O zaman kötülüğe karşı mücadeleye başladım. İlk krizim
Pompidou'yu bir kapak resminde kullanmak oldu.
L'Express dergisinde Cumhurbaşkanını Mercury motorlu bir
teknenin dümeninde göstermiştim. Sonuç: Dergi toplatıldı.
Créteil'de reklamcı aranan bir binaya "Choux" (Lahana) adını
vererek ikinci bir kriz daha yaşadım. Kariyerimin en güzel başarısız
yapıtı oldu.
O andan itibaren her şey kötüye gitmeye başladı. Salvador
Dali'nin yaptığı işleri projede sunarak yılın sözleşmesini kazandım.

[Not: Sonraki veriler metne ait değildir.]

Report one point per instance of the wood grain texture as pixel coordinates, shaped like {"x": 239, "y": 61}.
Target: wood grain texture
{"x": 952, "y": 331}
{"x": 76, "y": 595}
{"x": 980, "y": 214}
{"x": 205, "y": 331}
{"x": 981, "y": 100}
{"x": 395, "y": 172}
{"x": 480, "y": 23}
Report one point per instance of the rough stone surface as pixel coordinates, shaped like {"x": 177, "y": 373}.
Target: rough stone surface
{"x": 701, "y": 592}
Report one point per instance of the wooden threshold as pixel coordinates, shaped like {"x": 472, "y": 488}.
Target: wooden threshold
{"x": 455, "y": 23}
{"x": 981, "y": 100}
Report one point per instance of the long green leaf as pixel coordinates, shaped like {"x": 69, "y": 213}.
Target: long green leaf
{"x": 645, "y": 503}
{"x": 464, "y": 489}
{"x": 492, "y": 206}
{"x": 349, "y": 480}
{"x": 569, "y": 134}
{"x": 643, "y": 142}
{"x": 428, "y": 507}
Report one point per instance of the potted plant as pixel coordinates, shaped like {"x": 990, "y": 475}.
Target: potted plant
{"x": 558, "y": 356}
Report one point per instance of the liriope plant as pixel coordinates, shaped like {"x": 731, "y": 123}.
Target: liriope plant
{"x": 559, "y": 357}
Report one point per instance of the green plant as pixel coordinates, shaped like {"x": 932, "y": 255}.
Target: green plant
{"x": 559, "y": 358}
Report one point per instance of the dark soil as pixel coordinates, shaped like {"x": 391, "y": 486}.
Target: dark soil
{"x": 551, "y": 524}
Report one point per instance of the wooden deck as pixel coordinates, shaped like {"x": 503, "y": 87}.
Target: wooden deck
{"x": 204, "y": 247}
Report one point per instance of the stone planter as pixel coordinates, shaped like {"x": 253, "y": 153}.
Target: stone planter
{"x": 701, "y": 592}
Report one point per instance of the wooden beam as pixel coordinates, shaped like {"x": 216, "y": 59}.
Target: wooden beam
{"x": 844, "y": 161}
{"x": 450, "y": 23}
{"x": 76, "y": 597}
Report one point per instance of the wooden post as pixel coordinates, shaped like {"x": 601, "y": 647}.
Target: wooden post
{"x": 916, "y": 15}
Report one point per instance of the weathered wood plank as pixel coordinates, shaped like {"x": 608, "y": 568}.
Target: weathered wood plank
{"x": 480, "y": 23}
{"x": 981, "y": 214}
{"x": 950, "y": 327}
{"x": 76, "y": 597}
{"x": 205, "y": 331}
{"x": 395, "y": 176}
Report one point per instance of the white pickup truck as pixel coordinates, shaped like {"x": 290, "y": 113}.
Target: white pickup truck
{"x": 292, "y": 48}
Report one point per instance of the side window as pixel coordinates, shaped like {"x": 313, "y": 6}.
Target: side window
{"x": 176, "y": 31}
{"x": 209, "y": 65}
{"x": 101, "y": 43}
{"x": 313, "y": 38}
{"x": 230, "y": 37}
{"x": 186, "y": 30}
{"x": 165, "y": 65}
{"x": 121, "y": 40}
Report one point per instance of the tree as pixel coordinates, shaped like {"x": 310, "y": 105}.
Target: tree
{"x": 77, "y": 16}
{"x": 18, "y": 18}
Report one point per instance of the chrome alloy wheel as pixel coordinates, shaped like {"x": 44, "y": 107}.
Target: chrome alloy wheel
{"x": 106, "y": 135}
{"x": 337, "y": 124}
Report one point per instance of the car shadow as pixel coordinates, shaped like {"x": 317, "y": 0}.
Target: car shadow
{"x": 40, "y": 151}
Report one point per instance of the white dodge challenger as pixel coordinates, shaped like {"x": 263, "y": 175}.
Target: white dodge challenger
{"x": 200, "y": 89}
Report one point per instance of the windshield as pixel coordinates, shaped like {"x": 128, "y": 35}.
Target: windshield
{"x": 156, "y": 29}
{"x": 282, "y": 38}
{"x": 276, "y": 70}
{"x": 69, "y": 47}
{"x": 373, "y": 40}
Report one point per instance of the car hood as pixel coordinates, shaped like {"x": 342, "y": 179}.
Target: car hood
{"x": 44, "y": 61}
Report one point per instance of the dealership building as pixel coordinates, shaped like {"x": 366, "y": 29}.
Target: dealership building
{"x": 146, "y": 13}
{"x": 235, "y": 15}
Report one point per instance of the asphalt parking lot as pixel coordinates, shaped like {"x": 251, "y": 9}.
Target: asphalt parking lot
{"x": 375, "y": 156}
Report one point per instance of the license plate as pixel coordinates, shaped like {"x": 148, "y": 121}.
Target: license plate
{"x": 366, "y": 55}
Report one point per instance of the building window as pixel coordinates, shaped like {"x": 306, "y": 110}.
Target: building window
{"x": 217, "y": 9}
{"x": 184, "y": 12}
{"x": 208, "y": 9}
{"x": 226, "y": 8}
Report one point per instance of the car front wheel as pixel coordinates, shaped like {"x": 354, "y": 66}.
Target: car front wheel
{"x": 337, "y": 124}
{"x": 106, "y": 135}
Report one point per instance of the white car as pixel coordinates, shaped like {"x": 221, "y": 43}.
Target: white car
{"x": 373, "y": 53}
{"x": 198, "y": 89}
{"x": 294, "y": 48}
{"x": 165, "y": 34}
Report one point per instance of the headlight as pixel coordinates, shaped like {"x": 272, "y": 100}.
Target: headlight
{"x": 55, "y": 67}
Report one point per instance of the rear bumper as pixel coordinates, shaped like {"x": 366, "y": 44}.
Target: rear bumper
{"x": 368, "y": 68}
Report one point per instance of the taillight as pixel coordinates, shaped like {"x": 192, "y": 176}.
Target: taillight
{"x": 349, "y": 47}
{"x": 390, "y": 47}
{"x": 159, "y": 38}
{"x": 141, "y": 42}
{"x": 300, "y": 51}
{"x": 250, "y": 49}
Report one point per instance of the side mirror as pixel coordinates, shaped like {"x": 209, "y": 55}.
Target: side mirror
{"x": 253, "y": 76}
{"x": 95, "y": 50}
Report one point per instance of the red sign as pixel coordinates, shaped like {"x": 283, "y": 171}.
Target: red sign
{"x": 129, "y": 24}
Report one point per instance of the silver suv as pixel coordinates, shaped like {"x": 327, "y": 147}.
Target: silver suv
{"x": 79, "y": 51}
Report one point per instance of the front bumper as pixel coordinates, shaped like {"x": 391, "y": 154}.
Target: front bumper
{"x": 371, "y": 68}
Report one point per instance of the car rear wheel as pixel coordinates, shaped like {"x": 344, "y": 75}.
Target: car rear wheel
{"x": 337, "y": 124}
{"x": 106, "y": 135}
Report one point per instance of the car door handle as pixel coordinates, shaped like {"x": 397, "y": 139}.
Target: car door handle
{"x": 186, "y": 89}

Ama Dali'yle hiç tanışmamıştım. Bu yüzden Üstat görüşmeye
kabul etmeden önce cezalandırmak için beni saçma sapan
başlangıç testlerinden geçirdi.
Hiçbir şey yolunda gitmiyorken bir de hayatımda büyük bir
gürültü koptu. Produits Libres'i (Özgür Ürünler) piyasaya
sürüyordum. Boynuma boyunduruk geçirmeye kalktılar. Kendimi
unutturmak için aynı zamanda hem Sosyalist Parti'nin (François
Mitterand) hem Cumhuriyetçi Parti'nin (Valéry Giscard d'Estaing)
hem de Cumhuriyet İçin Birlik Partisi'nin (Jacques Chirac) seçim
afişlerini yaptım. Bir ölü gibi ardımda kalan mallarım
yağmalanmaya çalışıldı. Kendime bakıyor ve ayakta kalmaya
çalışıyordum.
Amerikan bir iş ortağı bulmak için Atlas Okyanusu'nu aştım.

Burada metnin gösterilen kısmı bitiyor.